Given the above, for any term, we can compute its PropEnv, and create a distinct shared instance for that term for each unique PropEnv.

Since the shared region contains all the children of any child-containing term, sharing this insures that the schema compilation space/speed is proportional to, roughly, the size of the schema without any non-constant multiplicative factor. This insures no combinatorial explosion of compilation time.

Optimizing Alignment Regions

A primary task of the schema compiler is to eliminate alignment fill (and mandatory text alignment aka MTA) regions that are unnecessary because the data can be proven to always be properly aligned.

This is done by computing, for each region, a compile-time alignment approximation. The AlignmentMultipleOf class represents this information. AlignmentMultipleOf objects form a mathematical lattice where perfect alignment is the bottom of the lattice, no alignment (or alignment multiple of 1 bit) is the top of the lattice, and various multiples (8, 32, etc.) live in between. For two lattice values a and b, we say a < b (a is 'weaker than' b) if a is a multiple of b.

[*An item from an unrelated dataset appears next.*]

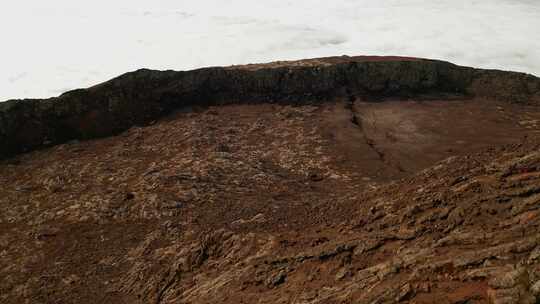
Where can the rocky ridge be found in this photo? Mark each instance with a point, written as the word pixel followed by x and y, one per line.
pixel 409 193
pixel 140 97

A key observation is this: Each time we create an alignment constraint for a shared region, this is not dependent on any other constraint. That is, the constraints on alignment do not propagate from term to term. A shared region can assume it starts at the alignment that is required for the term based on the dfdl:alignment property, the initiator MTA if there is an initiator, and the value MTA for text-representation simple values.

Hence, terms that appear down-stream of any shared region do not depend on any constraints propagating from before the shared region. This greatly reduces the complexity and the distance across the schema that constraint-changes propagate. It also insures there is no need for an iterative contraint solver, since nothing about alignment propagates from one term to the next. Terms are separated by the fact that the shared region of a term starts from a known alignment (specified by its alignment and alignment units property).

Other Context-Dependent Computations

By dividing up the representation of a term into the unique context-dependent and shared context-indepenent parts explicitly we provide a home for the various calculations the schema compiler performs in order to do other optimizations.

unshared shared

In the above class diagram, members that must be computed on the unshared term object are shown in the class. This set of things should always be minimized. That is, as few things should be computed on unshared term objects as posible. It is assumed that everything else is computed on the shared term object, but members specifically about regions discussed in sections above are called out.

The UnsharedTerm object is effectively state of the enclosing model group DSOM object. It exists in 1 to 1 correspondence (aka it is "owned" by the enclosing model group object.)

In the Runtime 1 backend, a processor (parser/unparser) is generated for the shared term object, and that processor is referenced from the processor generated for the unshared term object.